Il professor Luca Marini, ordinario di diritto internazionale all’Università La Sapienza di Roma, ha ragionato, sul sito BuongiornoSudtirol.it, sullo stato in cui versano le accademie italiane, sempre più soggette all’ingerenza del cosiddetto politically correct. “Tira una brutta aria nel mondo universitario“, precisa immediatamente in apertura, riconoscendo nell’origine di questa ‘brutta aria’, “il covid [che] ha inaugurato una stagione di criminalizzazione delle opinioni minoritarie e non allineate”.
Nelle università, precisa Marini, c’è sempre stata la richiesta di “un’appartenenza a un sistema di potere”, ma allo stato attuale “si richiede ai docenti l’adesione incondizionata a un sistema che si sta strutturando sempre più per sanzionare ed espellere i corpi estranei “, intesi semplicemente come coloro che si ostinano “a esercitare la libertà di pensiero critico e di insegnamento“. Innegabile, peraltro, che nelle università, secondo Marini, “il messaggio liberal trova uno dei suoi terreni più fertili”. Tuttavia, allo stato attuale il problema principale è che sempre più studenti sono spinti sempre più verso “adesioni acritiche ai feticci del globalismo transumanista che politica e media presentano come assolutamente intoccabili”.
Marini: “Università prossime ad una pericolosa deriva autoritaria”
Nelle università, oltre al dominante pensiero liberal, secondo Marini, ad incidere sulla libertà culturale e di pensiero ci sono anche i sempre più massicci “finanziamenti privati e gli interessi a essi sottesi“. Questi, infatti, stanno causando “una specie di rincorsa all’attivazione dei corsi di laurea più funzionali e graditi a quegli interessi”, che non fa altro che rendere sempre più chiaro che “la dittatura culturale è destinata a radicalizzarsi”.
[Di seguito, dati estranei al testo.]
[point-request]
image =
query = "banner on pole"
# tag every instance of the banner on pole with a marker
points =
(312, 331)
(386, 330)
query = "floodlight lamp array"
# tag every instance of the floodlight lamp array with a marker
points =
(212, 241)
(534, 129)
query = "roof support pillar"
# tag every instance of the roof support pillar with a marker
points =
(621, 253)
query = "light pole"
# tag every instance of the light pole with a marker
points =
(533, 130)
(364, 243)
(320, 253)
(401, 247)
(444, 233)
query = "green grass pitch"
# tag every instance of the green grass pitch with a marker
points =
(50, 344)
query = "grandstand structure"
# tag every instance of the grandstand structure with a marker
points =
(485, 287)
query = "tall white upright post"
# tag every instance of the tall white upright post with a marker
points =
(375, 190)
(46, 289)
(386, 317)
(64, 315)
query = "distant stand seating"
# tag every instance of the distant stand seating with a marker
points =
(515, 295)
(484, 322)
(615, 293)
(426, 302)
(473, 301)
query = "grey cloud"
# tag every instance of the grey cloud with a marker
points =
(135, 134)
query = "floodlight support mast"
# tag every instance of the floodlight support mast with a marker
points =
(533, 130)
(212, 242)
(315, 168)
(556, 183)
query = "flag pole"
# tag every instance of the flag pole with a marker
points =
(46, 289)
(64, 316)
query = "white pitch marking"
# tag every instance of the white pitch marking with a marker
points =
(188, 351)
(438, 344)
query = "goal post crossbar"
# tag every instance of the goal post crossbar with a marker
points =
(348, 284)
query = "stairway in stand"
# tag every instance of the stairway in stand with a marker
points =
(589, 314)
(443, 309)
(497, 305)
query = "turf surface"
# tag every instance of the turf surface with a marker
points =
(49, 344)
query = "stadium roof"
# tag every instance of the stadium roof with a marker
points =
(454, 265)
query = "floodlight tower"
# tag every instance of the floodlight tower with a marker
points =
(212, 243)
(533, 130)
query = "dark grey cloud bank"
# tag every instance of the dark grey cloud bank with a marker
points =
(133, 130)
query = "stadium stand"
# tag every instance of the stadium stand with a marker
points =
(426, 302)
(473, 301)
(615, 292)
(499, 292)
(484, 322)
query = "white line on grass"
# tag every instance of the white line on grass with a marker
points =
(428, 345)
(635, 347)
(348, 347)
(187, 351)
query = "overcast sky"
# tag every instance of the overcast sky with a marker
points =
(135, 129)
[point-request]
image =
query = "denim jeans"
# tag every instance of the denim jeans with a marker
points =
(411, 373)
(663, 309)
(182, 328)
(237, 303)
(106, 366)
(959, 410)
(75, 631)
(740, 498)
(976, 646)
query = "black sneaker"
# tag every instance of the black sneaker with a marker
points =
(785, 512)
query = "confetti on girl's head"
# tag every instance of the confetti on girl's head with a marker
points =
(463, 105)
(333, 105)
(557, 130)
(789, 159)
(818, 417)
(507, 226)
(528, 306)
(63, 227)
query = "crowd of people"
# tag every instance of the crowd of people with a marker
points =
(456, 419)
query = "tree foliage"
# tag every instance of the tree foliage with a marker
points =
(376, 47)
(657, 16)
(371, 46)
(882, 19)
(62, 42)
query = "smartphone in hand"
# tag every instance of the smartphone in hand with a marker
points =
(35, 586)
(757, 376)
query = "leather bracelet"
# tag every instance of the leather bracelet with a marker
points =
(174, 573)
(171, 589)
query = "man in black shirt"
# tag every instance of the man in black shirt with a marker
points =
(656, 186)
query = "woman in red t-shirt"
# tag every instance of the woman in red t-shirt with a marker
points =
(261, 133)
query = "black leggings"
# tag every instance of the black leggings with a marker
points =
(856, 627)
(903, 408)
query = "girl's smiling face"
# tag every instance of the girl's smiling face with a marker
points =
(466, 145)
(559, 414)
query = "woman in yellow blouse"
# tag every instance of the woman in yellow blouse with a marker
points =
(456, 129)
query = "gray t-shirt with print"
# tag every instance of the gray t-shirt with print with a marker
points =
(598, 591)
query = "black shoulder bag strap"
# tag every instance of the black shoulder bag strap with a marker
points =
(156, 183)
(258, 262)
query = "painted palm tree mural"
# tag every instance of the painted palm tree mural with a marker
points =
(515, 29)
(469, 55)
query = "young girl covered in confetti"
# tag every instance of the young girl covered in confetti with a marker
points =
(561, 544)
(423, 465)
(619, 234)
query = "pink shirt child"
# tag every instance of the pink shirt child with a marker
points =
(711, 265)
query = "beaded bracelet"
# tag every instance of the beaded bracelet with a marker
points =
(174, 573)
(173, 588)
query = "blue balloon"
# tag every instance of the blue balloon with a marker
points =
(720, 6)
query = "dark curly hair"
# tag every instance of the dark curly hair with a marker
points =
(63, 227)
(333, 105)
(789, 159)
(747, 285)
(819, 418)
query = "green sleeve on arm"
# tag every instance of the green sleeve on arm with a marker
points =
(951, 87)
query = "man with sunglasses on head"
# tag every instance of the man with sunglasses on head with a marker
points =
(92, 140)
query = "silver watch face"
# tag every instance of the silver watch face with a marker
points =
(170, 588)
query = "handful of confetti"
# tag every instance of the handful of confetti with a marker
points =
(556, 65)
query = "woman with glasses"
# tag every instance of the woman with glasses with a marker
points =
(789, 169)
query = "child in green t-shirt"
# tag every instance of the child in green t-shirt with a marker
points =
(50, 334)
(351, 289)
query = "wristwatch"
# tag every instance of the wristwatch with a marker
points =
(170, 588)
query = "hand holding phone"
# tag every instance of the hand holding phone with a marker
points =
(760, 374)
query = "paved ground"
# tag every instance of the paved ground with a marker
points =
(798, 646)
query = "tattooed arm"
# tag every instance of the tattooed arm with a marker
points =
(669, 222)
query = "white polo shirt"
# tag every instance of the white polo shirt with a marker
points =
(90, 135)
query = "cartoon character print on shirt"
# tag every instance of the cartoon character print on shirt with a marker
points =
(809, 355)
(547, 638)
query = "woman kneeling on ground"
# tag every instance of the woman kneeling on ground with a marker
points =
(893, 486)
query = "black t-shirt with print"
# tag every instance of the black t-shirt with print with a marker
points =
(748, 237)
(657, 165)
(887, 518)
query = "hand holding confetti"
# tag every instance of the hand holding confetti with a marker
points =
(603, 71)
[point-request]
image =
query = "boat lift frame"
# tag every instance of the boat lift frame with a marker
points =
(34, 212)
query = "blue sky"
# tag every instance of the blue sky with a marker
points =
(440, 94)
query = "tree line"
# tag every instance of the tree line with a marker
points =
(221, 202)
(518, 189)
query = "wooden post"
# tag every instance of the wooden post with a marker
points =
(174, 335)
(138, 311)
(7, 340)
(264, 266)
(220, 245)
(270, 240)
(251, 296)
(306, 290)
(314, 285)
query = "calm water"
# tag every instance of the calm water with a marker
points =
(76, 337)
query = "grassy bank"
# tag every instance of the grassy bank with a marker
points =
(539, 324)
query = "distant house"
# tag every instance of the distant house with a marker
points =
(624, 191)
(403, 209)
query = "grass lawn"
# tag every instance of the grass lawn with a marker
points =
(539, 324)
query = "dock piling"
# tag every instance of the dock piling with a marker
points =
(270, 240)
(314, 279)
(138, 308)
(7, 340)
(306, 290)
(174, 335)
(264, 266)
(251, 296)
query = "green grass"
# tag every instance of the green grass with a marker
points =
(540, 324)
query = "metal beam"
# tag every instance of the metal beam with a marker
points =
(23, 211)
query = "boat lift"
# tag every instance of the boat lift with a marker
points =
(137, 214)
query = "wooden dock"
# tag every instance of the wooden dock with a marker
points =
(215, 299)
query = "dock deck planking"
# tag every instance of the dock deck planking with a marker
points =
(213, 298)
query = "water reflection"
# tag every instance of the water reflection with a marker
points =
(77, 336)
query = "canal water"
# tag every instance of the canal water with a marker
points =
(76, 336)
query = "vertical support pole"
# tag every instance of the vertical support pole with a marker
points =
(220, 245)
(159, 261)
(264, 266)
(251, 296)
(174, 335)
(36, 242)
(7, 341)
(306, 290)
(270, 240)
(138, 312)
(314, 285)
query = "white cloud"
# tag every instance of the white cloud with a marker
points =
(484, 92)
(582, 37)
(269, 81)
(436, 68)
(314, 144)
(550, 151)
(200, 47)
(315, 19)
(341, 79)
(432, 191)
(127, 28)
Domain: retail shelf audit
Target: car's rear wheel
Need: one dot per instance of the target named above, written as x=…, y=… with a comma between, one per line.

Quella davanti cui si trova l’università, accusa e spiega Marini, è “una preoccupante svolta autoritaria“, che in futuro potrebbe avere esiti veramente imprevedibili. Capitano sempre più “vicende estremamente preoccupanti dal punto di vista della salvaguardia della libertà di pensiero e di parola: docenti messi alla gogna e sanzionati perché colpevoli di avere espresso la propria opinione“. La causa di questa deriva dell’università, secondo Marini, è da ascrivere anche alla diffusione dei social, “incoraggiata proprio da chi ha interesse a reprimere, e non a favorire, il pensiero critico, e dunque a soggiogare intere comunità. Sono diventati”, conclude, “il collo di bottiglia attraverso cui far passare, e controllare, tutte le forme di espressione del pensiero, critico e non”.